President Joe Biden’s unwillingness to acknowledge the true nature of recent cyberattacks is undermining national security and making future attacks more likely.
Consider Biden’s strategy for dealing with ransomware attacks. These attacks involve hackers who steal a corporate or government entity’s information and/or lock an entity out of its own systems. The hackers then demand a ransom payment before returning control to the entity in question.
Unfortunately, while the Justice Department has seized some ransom payments after they have been paid, Biden seems happy to absolve foreign governments of responsibility for allowing attacks in the first place.
Take the example of this May’s Colonial Pipeline hack. Disrupting the pipeline’s operation, Russian-based hackers from the DarkSide group caused major disruption to East Coast energy supplies. But as the Washington Examiner reported at the time, these hackers aren’t criminals on the run. They are tolerated by the Russian government. Indeed, Kremlin security officials are cozy toward the hackers. They have good reason to be so. In return for tolerating ransomware attacks abroad, Kremlin officials get a slice of the ransom pie.
Biden must know this from his intelligence briefings. But rather than impose costs directly on the Russian government, the president begs Vladimir Putin to confront his hacker friends. Continuing cyberoffensive activities from Russian crime groups would appear to suggest that Putin is not listening.
Biden’s cyberattack naivete extends beyond Russia.
Consider the president’s reaction to this year’s Microsoft Exchange hack.
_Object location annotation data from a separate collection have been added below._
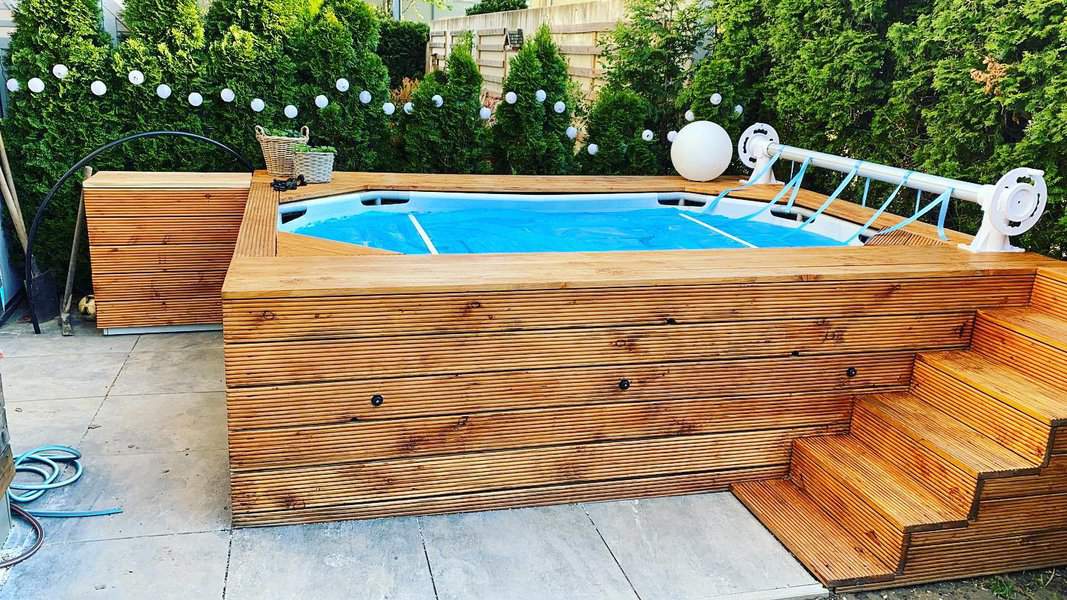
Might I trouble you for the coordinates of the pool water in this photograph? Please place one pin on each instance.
(507, 227)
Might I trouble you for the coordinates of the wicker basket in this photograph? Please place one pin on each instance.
(277, 151)
(316, 167)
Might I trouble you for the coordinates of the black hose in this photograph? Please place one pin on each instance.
(77, 167)
(38, 532)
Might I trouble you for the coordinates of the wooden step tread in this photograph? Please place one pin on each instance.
(1034, 324)
(1040, 400)
(957, 443)
(831, 553)
(898, 498)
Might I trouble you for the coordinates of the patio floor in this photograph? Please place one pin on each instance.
(149, 414)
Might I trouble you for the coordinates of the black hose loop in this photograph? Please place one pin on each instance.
(42, 208)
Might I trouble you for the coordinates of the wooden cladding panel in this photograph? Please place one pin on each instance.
(296, 318)
(304, 446)
(312, 361)
(332, 404)
(312, 487)
(160, 245)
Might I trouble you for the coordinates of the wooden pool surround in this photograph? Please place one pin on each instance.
(363, 383)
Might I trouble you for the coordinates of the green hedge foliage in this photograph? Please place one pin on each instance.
(495, 6)
(402, 46)
(528, 137)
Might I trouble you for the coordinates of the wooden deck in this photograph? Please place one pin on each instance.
(893, 413)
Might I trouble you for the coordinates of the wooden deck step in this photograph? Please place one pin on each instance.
(1033, 342)
(831, 553)
(940, 433)
(855, 470)
(998, 400)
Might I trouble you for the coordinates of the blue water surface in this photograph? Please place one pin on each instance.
(489, 229)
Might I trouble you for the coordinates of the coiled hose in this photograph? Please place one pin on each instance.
(49, 463)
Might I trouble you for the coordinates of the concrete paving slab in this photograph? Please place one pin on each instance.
(699, 547)
(178, 567)
(168, 373)
(351, 561)
(59, 376)
(179, 342)
(157, 423)
(525, 554)
(50, 422)
(159, 493)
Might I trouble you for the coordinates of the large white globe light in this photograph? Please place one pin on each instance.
(701, 152)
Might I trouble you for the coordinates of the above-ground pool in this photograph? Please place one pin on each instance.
(462, 223)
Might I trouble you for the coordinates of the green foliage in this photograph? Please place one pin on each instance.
(616, 123)
(402, 47)
(528, 136)
(495, 6)
(650, 53)
(452, 138)
(46, 132)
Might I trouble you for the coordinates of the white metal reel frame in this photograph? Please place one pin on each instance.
(1010, 207)
(752, 152)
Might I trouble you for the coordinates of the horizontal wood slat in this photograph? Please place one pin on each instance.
(291, 362)
(634, 488)
(413, 477)
(298, 446)
(327, 404)
(274, 318)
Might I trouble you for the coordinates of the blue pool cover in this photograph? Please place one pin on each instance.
(491, 229)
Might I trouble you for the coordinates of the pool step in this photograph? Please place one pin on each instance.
(916, 463)
(830, 552)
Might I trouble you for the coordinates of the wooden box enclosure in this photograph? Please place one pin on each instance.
(363, 383)
(160, 245)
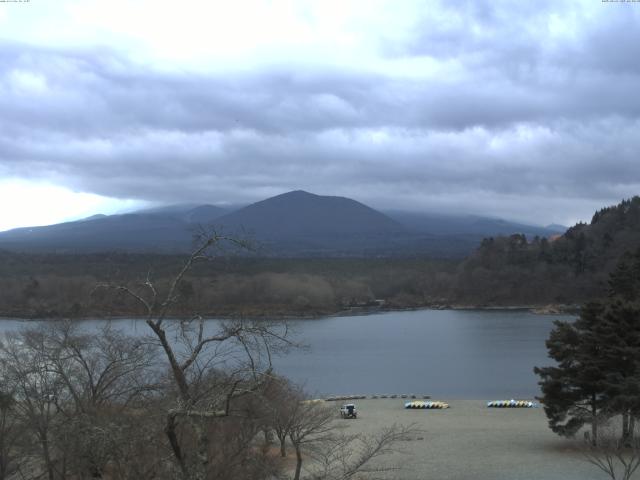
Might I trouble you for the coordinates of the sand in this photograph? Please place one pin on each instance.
(471, 441)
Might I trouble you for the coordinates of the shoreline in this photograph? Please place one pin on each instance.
(546, 309)
(470, 441)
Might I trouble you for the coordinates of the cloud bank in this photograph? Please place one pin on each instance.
(526, 112)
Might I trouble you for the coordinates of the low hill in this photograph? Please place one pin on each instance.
(294, 224)
(571, 268)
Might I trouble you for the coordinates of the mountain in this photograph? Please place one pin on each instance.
(302, 214)
(296, 223)
(472, 225)
(160, 230)
(568, 268)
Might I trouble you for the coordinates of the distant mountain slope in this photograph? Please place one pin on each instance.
(441, 224)
(297, 223)
(162, 230)
(571, 268)
(302, 214)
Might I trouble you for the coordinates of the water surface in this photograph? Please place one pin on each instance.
(470, 354)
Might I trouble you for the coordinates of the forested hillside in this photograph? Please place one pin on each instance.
(570, 268)
(503, 271)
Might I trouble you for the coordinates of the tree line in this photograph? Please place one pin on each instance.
(595, 381)
(184, 400)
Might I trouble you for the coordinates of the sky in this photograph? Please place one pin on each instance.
(528, 111)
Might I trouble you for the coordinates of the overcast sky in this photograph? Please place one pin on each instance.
(524, 110)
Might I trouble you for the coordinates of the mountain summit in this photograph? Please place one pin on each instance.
(303, 214)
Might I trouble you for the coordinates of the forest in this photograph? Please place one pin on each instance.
(503, 271)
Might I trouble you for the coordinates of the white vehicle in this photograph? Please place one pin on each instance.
(348, 411)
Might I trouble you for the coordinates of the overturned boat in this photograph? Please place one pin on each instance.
(511, 404)
(427, 405)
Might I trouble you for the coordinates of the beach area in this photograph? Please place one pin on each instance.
(469, 441)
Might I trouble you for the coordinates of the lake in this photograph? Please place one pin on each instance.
(448, 354)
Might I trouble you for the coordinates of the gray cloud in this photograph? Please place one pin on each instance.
(523, 122)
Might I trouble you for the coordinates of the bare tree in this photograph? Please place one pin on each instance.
(75, 394)
(346, 456)
(11, 434)
(242, 348)
(311, 424)
(282, 399)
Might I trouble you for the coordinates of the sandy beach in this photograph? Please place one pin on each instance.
(470, 441)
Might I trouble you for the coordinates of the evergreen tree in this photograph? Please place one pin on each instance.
(574, 391)
(597, 372)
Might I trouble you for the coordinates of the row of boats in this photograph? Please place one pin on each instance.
(418, 404)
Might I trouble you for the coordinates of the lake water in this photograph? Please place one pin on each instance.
(470, 354)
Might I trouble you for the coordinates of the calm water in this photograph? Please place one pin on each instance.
(444, 353)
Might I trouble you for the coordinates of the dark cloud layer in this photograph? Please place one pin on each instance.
(530, 112)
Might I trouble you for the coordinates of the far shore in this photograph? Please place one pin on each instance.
(546, 309)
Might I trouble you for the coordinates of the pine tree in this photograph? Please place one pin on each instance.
(574, 391)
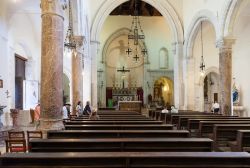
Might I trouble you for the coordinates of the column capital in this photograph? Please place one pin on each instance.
(53, 7)
(225, 43)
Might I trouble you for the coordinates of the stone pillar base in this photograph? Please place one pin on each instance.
(50, 124)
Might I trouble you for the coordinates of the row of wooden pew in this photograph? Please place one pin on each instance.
(129, 139)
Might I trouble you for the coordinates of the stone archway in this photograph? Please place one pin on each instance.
(168, 12)
(163, 91)
(163, 7)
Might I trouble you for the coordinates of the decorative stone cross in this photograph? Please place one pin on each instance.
(136, 57)
(128, 51)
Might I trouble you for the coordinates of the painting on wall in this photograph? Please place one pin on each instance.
(31, 94)
(163, 58)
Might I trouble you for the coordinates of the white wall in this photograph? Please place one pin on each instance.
(241, 56)
(192, 7)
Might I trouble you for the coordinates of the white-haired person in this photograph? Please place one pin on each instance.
(93, 115)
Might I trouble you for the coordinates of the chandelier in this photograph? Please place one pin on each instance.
(70, 42)
(202, 64)
(135, 34)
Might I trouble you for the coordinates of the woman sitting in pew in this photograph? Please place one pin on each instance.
(93, 115)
Confronted with the Chinese Hafinum group’s vast penetration of Microsoft email accounts, Biden explained that he would not impose sanctions on Beijing. He says that wouldn’t be right because Beijing was not directly responsible for the Microsoft Exchange hack.
Once again, Biden engages in a painful evasion of reality. Contrary to the president’s waffling, the intelligence community knows that Hafinum operates under the authority of the Chinese state. Xi Jinping’s regime should have faced a price. Instead, it got a free pass.
The costs of Biden’s willful ignorance and innocent weakness are significant. Biden is allowing adversaries to believe that they can attack America without consequence. Our adversaries pretend that their deniable hacker servants have nothing to do with them. Biden simply takes them at their word.
There is a better way to address this profound challenge to American security and civil society.
As the Trump administration showed, one of the more effective means of defending against cyberattacks is to take the offensive. Facing Russian cyberaggression back in 2019, the Trump administration directed the National Security Agency to penetrate Russian utility networks. The NSA then left breadcrumbs to show just how far and wide its intrusion effort had been. The Trump administration also responded aggressively to Chinese cyberoffensives by targeting servers used by Chinese hackers. The intended message: If you want to play games in cyberspace, we’re ready to win. Does this more assertive approach work?
Well, it certainly bears noting that the most disruptive ransomware attacks have occurred under Biden and not Trump. The incumbent should reconsider his cyberdefense strategy. It is defective.